A dimensão normativa75 do núcleo central será a dimensão que intervêm

directamente nas “dimensões sócio afectivas, sociais ou ideológicas” (Abric,1997b:23).

Esta dimensão será a que permitirá que exista, se estrabeleça uma ligação aos “valores

colectivos do grupo social (Molinari e Emiliani, 1996:44).

Ele será, portanto, um elemento essencial pois expressará e ajudará a construir a

noção de grupo e será o cimento de que o grupo necessita para poder partilhar ideias,

conceitos, imagens, o mundo seja ele o material ou o simbólico.
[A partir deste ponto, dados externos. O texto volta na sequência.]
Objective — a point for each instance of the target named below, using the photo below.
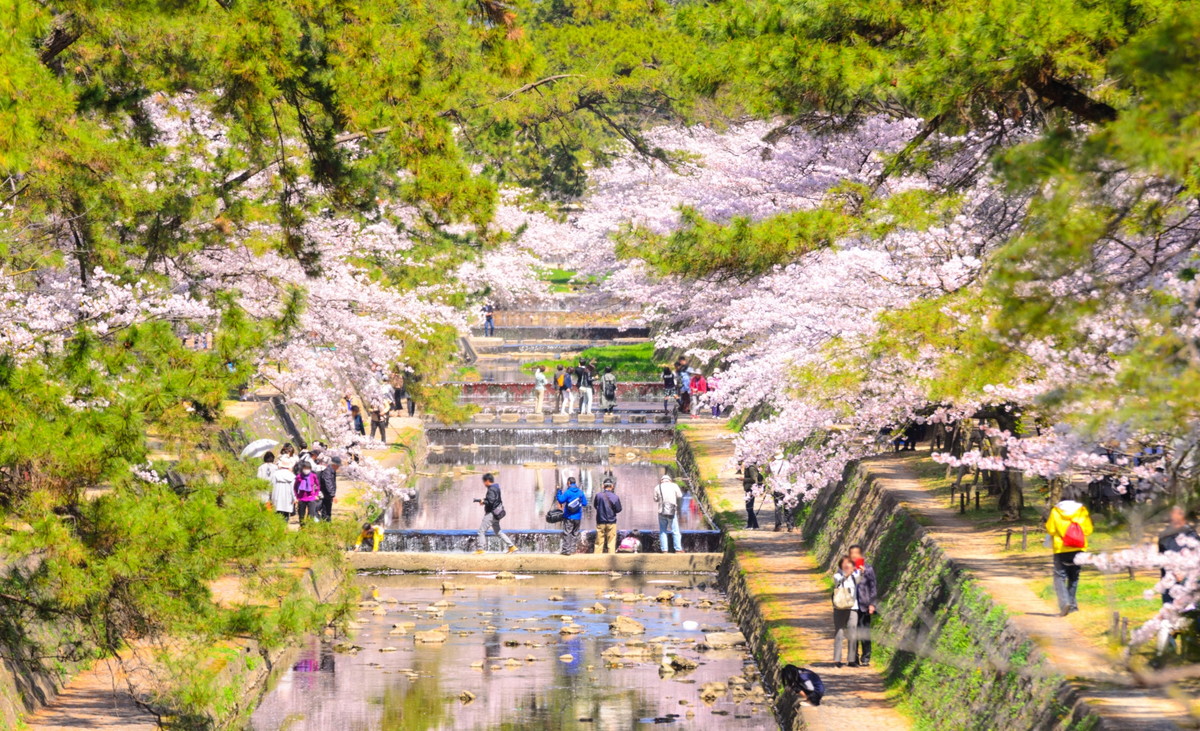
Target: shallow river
(505, 647)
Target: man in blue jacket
(573, 501)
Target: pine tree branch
(1063, 95)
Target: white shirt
(669, 492)
(851, 581)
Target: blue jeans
(670, 525)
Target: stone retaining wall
(537, 563)
(941, 639)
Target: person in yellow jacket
(370, 538)
(1068, 543)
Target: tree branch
(65, 31)
(1063, 95)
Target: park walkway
(1006, 577)
(793, 595)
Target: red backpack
(1074, 537)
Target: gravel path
(1006, 577)
(792, 594)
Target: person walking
(683, 378)
(1169, 541)
(609, 390)
(565, 390)
(667, 496)
(845, 607)
(539, 389)
(379, 414)
(268, 467)
(785, 511)
(1068, 527)
(493, 510)
(287, 456)
(264, 473)
(865, 593)
(283, 492)
(607, 507)
(306, 491)
(712, 387)
(489, 321)
(699, 390)
(671, 394)
(583, 379)
(573, 502)
(751, 483)
(328, 479)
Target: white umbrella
(256, 448)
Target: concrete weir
(537, 563)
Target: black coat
(865, 587)
(607, 505)
(492, 498)
(328, 480)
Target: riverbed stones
(724, 640)
(624, 625)
(711, 691)
(432, 636)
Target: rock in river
(624, 625)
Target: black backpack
(804, 682)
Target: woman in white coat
(282, 498)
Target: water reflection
(418, 687)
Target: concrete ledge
(537, 563)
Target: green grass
(564, 280)
(1108, 533)
(629, 361)
(1099, 595)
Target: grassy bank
(628, 361)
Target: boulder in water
(724, 640)
(624, 625)
(432, 635)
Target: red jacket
(306, 487)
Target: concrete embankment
(537, 563)
(947, 654)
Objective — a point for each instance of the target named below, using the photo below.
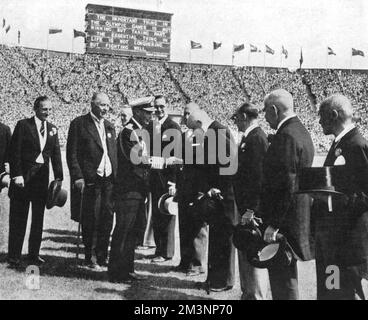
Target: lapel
(109, 135)
(91, 128)
(33, 129)
(331, 156)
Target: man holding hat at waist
(130, 191)
(342, 235)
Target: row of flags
(268, 49)
(76, 33)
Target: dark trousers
(284, 281)
(221, 253)
(97, 219)
(124, 237)
(160, 224)
(193, 239)
(328, 245)
(18, 218)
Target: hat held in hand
(56, 195)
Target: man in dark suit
(220, 166)
(282, 211)
(91, 158)
(342, 234)
(130, 191)
(164, 130)
(5, 136)
(248, 186)
(34, 143)
(193, 233)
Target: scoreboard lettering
(129, 32)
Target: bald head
(336, 112)
(198, 119)
(100, 104)
(282, 99)
(188, 110)
(278, 104)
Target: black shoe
(14, 263)
(36, 261)
(227, 288)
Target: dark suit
(193, 232)
(291, 149)
(342, 235)
(5, 136)
(159, 185)
(221, 252)
(24, 150)
(84, 152)
(130, 192)
(248, 187)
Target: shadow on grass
(61, 232)
(156, 288)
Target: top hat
(320, 180)
(145, 103)
(56, 196)
(167, 205)
(265, 255)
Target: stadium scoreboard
(128, 32)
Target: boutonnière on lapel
(338, 152)
(53, 132)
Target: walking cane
(79, 223)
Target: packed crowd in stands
(70, 81)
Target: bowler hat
(4, 180)
(320, 180)
(56, 195)
(167, 205)
(265, 255)
(146, 104)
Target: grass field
(62, 278)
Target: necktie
(42, 129)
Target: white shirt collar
(99, 121)
(136, 122)
(163, 119)
(249, 129)
(284, 120)
(344, 132)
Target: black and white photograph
(197, 151)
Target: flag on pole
(237, 48)
(356, 52)
(53, 31)
(253, 48)
(195, 45)
(301, 60)
(217, 45)
(330, 51)
(269, 50)
(79, 34)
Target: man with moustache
(248, 188)
(91, 158)
(34, 144)
(162, 181)
(281, 210)
(130, 191)
(218, 175)
(342, 235)
(193, 233)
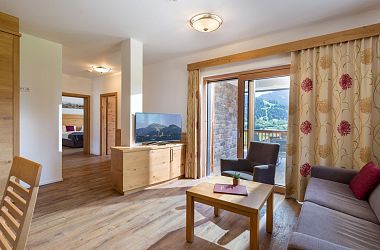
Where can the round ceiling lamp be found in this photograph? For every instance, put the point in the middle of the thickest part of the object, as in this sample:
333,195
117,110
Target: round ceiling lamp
101,69
206,22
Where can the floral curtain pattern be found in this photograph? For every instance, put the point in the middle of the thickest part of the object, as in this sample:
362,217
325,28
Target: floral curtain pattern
193,116
334,109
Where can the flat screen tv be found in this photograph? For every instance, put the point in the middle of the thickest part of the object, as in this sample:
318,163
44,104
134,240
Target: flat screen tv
158,127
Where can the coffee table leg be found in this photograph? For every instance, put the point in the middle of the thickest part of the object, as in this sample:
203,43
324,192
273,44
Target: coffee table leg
216,211
254,222
189,218
269,225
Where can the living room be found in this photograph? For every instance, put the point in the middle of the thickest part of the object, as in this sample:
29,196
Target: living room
186,103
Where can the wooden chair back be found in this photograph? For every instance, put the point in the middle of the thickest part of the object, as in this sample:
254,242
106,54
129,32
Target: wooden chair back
17,204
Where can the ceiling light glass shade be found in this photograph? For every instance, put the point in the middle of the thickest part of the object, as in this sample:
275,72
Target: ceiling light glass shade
206,22
101,69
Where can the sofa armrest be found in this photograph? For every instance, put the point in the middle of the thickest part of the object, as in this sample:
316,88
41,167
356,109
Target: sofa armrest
341,175
264,174
235,165
299,241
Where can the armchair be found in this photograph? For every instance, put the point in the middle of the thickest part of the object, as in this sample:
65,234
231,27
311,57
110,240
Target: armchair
259,165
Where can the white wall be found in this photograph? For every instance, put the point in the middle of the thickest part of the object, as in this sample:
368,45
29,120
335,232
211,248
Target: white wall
102,85
41,71
76,84
165,83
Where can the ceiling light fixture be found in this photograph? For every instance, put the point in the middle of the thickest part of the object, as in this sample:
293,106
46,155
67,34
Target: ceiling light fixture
100,69
206,22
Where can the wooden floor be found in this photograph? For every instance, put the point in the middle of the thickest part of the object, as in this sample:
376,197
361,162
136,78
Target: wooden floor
83,212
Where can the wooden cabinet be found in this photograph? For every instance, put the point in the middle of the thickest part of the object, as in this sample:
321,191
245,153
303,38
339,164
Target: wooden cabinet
9,94
133,168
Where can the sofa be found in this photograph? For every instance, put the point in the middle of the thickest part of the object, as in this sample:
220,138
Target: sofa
332,218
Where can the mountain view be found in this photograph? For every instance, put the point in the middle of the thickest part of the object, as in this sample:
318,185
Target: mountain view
271,110
158,132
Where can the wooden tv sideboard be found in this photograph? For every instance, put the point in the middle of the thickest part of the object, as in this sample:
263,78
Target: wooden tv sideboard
133,168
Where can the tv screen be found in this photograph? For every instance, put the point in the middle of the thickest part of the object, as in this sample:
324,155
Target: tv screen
157,127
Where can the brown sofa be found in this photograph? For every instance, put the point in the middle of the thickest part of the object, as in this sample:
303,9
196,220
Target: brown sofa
332,218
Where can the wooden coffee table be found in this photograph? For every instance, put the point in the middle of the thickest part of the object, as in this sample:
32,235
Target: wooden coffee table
258,194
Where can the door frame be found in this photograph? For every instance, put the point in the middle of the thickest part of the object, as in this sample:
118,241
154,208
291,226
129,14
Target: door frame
101,121
86,119
241,77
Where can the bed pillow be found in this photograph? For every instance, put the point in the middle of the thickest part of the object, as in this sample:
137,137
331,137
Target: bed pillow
365,181
70,128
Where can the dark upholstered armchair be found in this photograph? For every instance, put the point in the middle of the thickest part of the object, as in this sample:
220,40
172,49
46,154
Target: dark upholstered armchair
260,164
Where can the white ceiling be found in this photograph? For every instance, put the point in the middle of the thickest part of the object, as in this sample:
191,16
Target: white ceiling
91,31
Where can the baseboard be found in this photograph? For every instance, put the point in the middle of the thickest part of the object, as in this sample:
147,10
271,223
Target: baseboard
51,181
Na origem, o conceito de núcleo central, poderá estar ligado à definição de

Moscovici de objectivação e esquema figurativo se entendermos esquema ou núcleo

figurativo como “uma associação das noções imaginadas relativas ao objecto e que pode

ser concebida como o centro de gravidade de toda a representação social” (Moliner,

2001 a:10) pois o núcleo central pode ser visto como o elemento que permite que a

representação social seja estável76.

O núcleo central surge-nos assim como possuindo duas funções fundamentais

para a compreensão do papel que o núcleo central desempenha na representação social:

a geradora e a organizadora.

Será através da função geradora que o núcleo central determinará a significação

da representação enquanto que a partir da função organizadora o núcleo central definirá

a estrutura da representação social.

75 A dimensão normativa pode ser vista como “manifestação do pensamento social” (Flament e Rouquette, 2003:23) 76 Ou como afirma Philogene (2001:40) “o núcleo central é o princípio organizador que torna a representação estável e esta estabilidade resulta da objectivação. Este processo cria um núcleo figurativo, um núcleo de imagens, que descontextualiza os elementos principais de uma representação ao ponto de assumirem uma vida própria como parte de um contexto social que modela as mentes individuais”.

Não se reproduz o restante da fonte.